We recently demonstrated increased tPA activation in PAI-1−/− mice after BDL that correlated with reduced liver injury, but no change in uPA activity suggesting that tPA was the major mediator of PAI-1 deficiency induced hepatic protection.7 To test this hypothesis, we performed BDL in tPA−/− mice. These studies confirm that tPA influences many aspects of liver injury and repair after BDL. Specifically, tPA−/− mice have larger bile infarcts, increased neutrophil infiltration, and less hepatocyte and cholangiocyte proliferation after BDL than WT mice. Furthermore, in PAI-1−/− mice, the tPA inhibitor tPA-STOP prevents the protective and proliferative effects of PAI-1 deficiency after BDL. In addition, both tPA deficiency and tPA-STOP reduce hepatic HGF and c-Met activation after BDL suggesting that tPA activity is essential for HGF activation in this setting. In support of this hypothesis, the detrimental effects of tPA deficiency can be overcome by administering active mature HGF. Thus, we now provide substantial evidence that tPA critically regulates liver injury and repair after extrahepatic bile duct obstruction. Moreover, we provide a mechanism for preferential tPA activation because the tPA activator fibrin rapidly accumulates in the bile infarcts after BDL.

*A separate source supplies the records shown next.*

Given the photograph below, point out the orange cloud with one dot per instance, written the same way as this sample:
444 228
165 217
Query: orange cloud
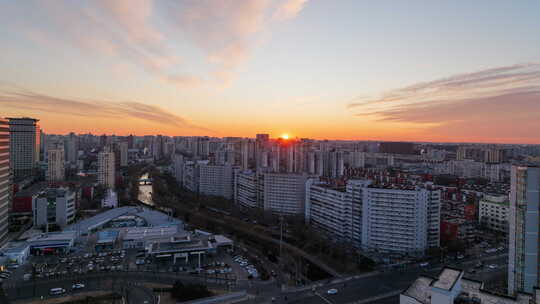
29 101
290 8
499 104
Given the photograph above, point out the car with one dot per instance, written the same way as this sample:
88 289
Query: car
57 291
332 291
77 286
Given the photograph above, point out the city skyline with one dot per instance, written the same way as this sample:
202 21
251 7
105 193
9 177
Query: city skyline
416 71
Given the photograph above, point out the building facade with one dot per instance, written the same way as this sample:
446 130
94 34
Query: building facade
401 219
329 209
493 212
246 190
523 229
217 180
284 193
24 146
123 147
55 165
54 206
106 168
5 180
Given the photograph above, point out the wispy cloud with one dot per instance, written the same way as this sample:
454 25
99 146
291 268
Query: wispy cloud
498 103
290 8
147 33
27 100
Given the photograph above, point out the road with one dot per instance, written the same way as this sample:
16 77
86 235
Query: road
131 281
381 288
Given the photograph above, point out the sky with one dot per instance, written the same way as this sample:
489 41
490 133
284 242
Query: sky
416 70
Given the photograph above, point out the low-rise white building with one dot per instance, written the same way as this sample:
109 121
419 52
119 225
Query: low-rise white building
493 212
54 206
217 180
451 287
284 193
110 200
246 189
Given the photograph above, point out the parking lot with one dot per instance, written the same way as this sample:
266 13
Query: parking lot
43 267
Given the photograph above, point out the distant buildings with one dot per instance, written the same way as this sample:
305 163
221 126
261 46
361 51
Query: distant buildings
106 168
5 179
524 223
24 146
54 206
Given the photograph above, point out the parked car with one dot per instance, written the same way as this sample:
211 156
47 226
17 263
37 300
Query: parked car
77 286
57 291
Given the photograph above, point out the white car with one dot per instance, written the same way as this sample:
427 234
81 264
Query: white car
332 291
77 286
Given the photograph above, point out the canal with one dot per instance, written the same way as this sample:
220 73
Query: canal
145 190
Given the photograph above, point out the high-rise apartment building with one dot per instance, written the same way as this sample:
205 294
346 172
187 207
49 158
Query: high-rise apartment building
54 206
71 148
55 164
106 168
123 147
336 210
5 179
523 230
178 165
246 189
24 146
400 219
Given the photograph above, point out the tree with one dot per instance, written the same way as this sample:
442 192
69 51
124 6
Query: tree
187 292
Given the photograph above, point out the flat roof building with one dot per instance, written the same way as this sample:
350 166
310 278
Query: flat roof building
5 179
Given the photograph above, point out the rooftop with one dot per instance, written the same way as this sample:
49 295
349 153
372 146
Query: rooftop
151 217
148 232
32 190
447 278
420 289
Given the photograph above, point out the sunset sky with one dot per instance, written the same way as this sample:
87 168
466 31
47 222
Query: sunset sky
337 69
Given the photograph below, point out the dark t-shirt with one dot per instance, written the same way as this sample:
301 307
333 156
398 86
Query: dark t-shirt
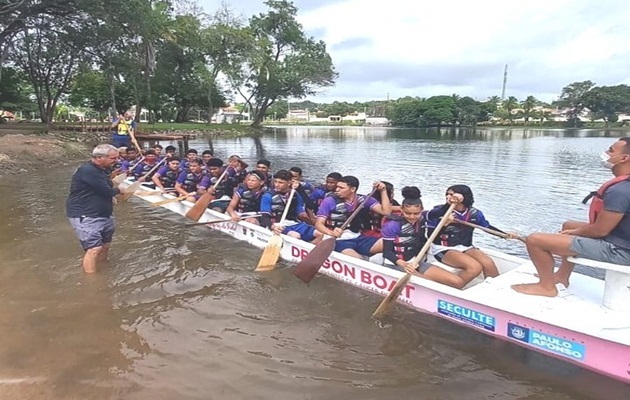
91 193
617 199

BDL or sham surgery was performed as described7 on 8-10 week old (22-26 gram) male C57BL/6J WT (#0664), homozygous C57BL/6J PAI-1−/− (#2507) and tPA−/− (#2508) mice from The Jackson Laboratory (Bar Harbor, ME). To inhibit tPA in PAI-1−/− mice, we infused tPA-STOP (#544, American Diagnostic Inc., Stamford, CT)25, 26 or vehicle control (H2O) continuously for 6 days (2 nmol/hr, 0.5 μl/hr) by osmotic mini-pump (#1007D, Alza, Newark, DE),27 starting 72 hours before BDL. tPA-STOP selectively inhibits tPA (Ki = 0.035 μM for tPA, Ki = 3.4 μM for uPA),28 and also has activity against trypsin (Ki = 0.096 μM) and factor Xa (Ki = 0.021 μM). For some studies, tPA−/− mice were given active recombinant mouse HGF (0.1 mg/Kg, R&D Sys Inc, Minneapolis, MN) or PBS via tail vein injection daily for 6 days starting 72 hours before BDL. Use of mice was approved by Washington University's Animal Care Committee.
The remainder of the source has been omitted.